In multilingual classes where English is the only common language, students have no other choice but to negotiate the meanings of unfamiliar words and they can learn a lot from this experience.
In a recent class while connecting my classroom with Palestinian students. I made small teams and challenged students to find out as much information as possible about the favourite belongings of the students on the other side of the computer. Here’s how the negotiation happened:
Student 1: What’s your favourite belonging?
Student 2: It’s this watch.
Student1: It’s beautiful. Who gave it to you?

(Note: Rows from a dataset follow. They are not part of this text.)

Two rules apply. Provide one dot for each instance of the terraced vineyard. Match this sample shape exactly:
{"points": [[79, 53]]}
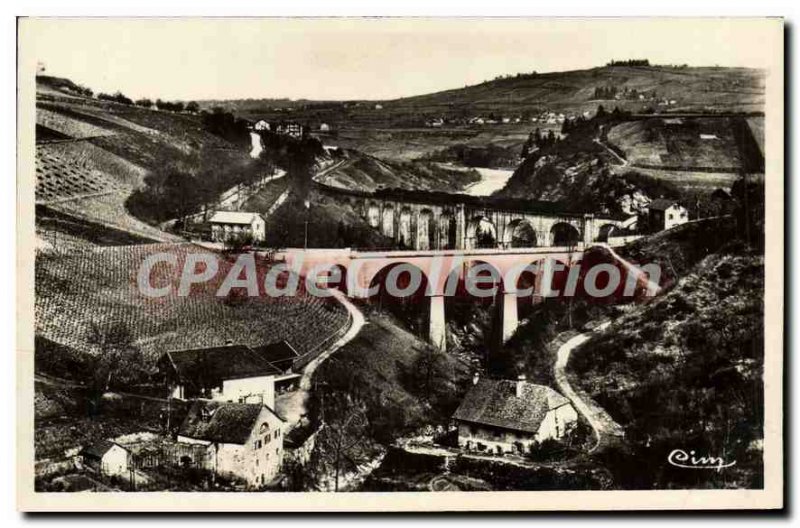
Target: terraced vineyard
{"points": [[59, 179], [82, 294]]}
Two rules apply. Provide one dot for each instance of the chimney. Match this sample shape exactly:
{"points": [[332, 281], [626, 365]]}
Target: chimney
{"points": [[520, 383]]}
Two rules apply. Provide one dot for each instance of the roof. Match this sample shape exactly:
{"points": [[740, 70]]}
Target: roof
{"points": [[98, 449], [494, 402], [279, 354], [222, 422], [661, 204], [205, 367], [233, 217]]}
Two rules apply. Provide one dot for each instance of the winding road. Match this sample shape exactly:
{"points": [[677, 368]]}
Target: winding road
{"points": [[602, 424]]}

Student 2: My…umm…my Khala
Student 1: Who’s khala?
Student2: She is my mother’s sister.
Student 1: Oh! Aunt you mean.
Student 2: Yes! Yes!
This is an excellent activity to provide opportunities for language exposure, language activation and critical thinking. Here’s an extract of another conversation that went something like this:
Student 1: My favourite thing is this fidget spinner. It glows in the dark and it spins.
Student 2: Tell me again please. What does it do?

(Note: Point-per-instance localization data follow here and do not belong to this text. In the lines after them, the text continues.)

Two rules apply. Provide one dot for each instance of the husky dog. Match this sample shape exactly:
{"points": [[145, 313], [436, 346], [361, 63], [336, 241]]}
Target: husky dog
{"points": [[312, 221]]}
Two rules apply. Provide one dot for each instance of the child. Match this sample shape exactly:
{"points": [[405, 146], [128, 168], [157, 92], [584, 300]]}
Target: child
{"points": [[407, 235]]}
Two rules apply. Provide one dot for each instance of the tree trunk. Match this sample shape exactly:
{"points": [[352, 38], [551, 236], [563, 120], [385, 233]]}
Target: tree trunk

Student 1: When I turn all lights off, it glows in the dark. It becomes bright.
Student 2: Does it have a light?
Student 1: No. It has no light. It just glows. Wait I’ll show you. (Student turns off all lights and holds the glowing spinner at some distance from the computer)
They later spoke about how the spinner spins, the bearings present in the centre, how it can be dismantled and reassembled again and it’s different varieties present in the market.
Since students are writing down the information, they sometimes even ask for spellings.